After a few shooshes from nearby tables we mellow out with another round of drinks. I forget who raised the issue of renovations but it wasn't me, I promise. They twisted my arm for an opinion so, reluctantly, I point out the danger of overcapitalising if selling immediately. What about renovate to keep? Can't some costs be returned through depreciations and a rent increase? Yes, but to buy home using equity in IP, interest on loan would not be tax deductible. (awkward silence) Pulling out my pocket calculator, I crunch the numbers:
Current cashflow: Outgoings are repayments on IP @ $3,500 pa and couple's rent @ $12,500. Total is $16,000. Incoming is rent from IP @$10,000 and tax credit is a big fat zero. Balance is negative $6,000.
First scenario of renovating the IP to hold and taking out a loan against it to buy home, cashflow would be: Outgoings are repayments on $160,000 home loan @7% are $11,200, and repayments on IP @ $3,500. Total is $14,700. ($10,000 of renos makes IP $210,000) Incoming is rent from IP @ $10,500 and tax credit is $1,000. Balance is negative $3,200. LVR is 71%.
Second scenario of selling IP, as is, buying home with large deposit, then borrowing against equity to buy IP. Assuming deposit on home after sale of IP is $140,000, purchase price of home is $350,000, and loan for new IP is $200,000, then cashflow would be: Outgoings are home repayments of $14,700. Incomings are rent from IP @ $10,000 and tax credit is $5,000. Balance is positive $300. LVR is 75%.
Putting my calculator away, I explain that, with the second option, they are $6,300 better off compared to their current situation. I add that the last option reqires no rebudgeting and the extra cashflow will pay for all baby food and disposable diapers.

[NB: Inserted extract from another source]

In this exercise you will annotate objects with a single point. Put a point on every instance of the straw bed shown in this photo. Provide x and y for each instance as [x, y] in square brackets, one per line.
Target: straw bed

The couple look at each other in amazement. In gratitude, they pay for my meal and promise to name their first child after me. If it's a girl, they'll call her Michelle. (Well, I deserve to end the story with a bit of ego massage after writing such a long-winded post) Now, check below for The (actual) Answer.
THE ANSWER:
A. If you have reasonable equity in the investment property and you borrow against it to buy a home you could end up with a large (non-deductible) home loan and a smaller investment loan, which some investment advisors, would argue is the wrong way around. The most financially effective cause of action would be to sell the investment property, buy home using all available cash, then use equity to re-invest. Yes, you have to live with the transaction costs, but at least your borrowings are then properly structured and servicing your home loan is not chewing up your cash-flow so you can move on to do more with your resources!